NURS 6521 week 1 Discussion: Pharmacokinetics and Pharmacodynamics

 Discussion – Main Post

For the last 5 years, I have worked in the Emergency Department at a very busy hospital in Miami, FL as well as a procedural department. The experience that I have chosen to reference for this post was during my time in Interventional Radiology. In this department, we provide services using all of the different modalities of imaging in order to complete biopsies, drainages, chest tubes, various line placements, and even catheter-directed infusions and embolization. The more common procedures center around hemodialysis catheters.

Hemodialysis patients are renal impaired and therefore metabolism and excretion are impacted. Renal disease affects tubular secretion and absorption, glomerular blood flow and filtration, and renal bioactivation and metabolism. (Gloe, 2016) During the procedure, patients are given conscious sedation using medications like Versed and Fentanyl. Renal drug excretion varies from patient to patient. Conditions such as chronic renal disease may cause profound alteration. (Rosenthal, & Burchum, 2021) For Renal patients, the doses administered should be adjusted significantly in order to avoid placing the patient in a hypotensive or prolonged hypoxic episode.

Typically, when a renal patient has any procedure ordered in our department. A baseline set of vital signs are obtained while the patient is being prepared in our pre-op area. This allows the nurse to assess the patient’s hemodynamic status before the procedure. During those procedures, two nurses should be present in order to constantly monitor and assess the patient during the procedure. Conscious sedation is administered initially at half the normal/usual dose in order to assess the patient’s reaction before the procedure. Once the medications are administered and the patient’s reactions are monitored and assessed, the procedure can begin. Once the procedure is completed, the patient is brought to our recovery area to continue to monitor the patient.

These processes were developed in order to constantly monitor and assure our patient’s safety. These processes were implemented after a traveling nurse administered an initial dose that was too much for the patient and a rapid response was called to recover the patient. Because this patient was a renal patient, the patient needed to be reversed and sent to dialysis for continued reversal.

 

References

Gloe, D. (2016). Medication Therapy Adjustments in Patients with Chronic Renal Failure. MEDSURG Nursing25(5), 325–328.

Rosenthal, L. D., Burchum, J. R. (2021). Lehne’s pharmacotherapeutics for advanced practice nurses and physician assistants (2nd ed.) St. Louis, MO: Elsevier.

 

response

I also work in a procedural department giving conscious sedation to patients for cardioversions and transesophageal echocardiograms (TEEs). I also provide care for patients post cardiac cath lab and interventional radiology (IR) procedures. All patients get sedation with versed and fentanyl in our department. Many of the patients I see have heart problems.  Along with cardiac issues, some patients also have diabetes and kidney disease. Chronic kidney disease causes profound alterations since the kidneys account for most drug excretions from the body (Rosenthal & Burchum, 2021).
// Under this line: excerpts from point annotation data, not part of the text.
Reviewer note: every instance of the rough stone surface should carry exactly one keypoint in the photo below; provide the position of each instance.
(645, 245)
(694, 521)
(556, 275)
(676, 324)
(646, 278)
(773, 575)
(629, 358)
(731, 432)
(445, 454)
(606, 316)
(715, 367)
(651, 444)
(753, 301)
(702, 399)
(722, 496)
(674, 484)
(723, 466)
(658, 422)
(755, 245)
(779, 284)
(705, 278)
Midazolam (Versed) is a benzodiazepine indicated for sedation and amnesia before or during a procedure. When sedating patients with this medication, special care in monitoring patient’s respiratory rate, airway, and cardiac function is required. Many of the doctors I work with seem to hurry when doing quick procedures, such as cardioversion and want the nurses to sedate them quickly. They sometimes verbally order 1-2mg of versed given about a minute apart. Versed is a medication that reaches its peak in the CNS in 3 to 5 minutes. Therefore, small doses of titration should be given 3 to 5 minutes apart for patient safety, allowing time between doses to take effect (RxList, 2019). As patient advocates, we have to keep patient safety a priority when administering medications, especially if we are depressing their CNS. The excretion of versed is reduced with older age, CHF, liver disease, or low cardiac output conditions (RxList, 2019). Having the reversal agent, flumazenil, readily available is imperative in situations where excess doses are given, and respiratory drive is compromised.

 

References:

Rosenthal, L. D., & Burchum, J. R. (2021). Lehne’s pharmacotherapeutics for advanced practice nurses and physician assistants (2nd ed.). St. Louis, MO: Elsevier.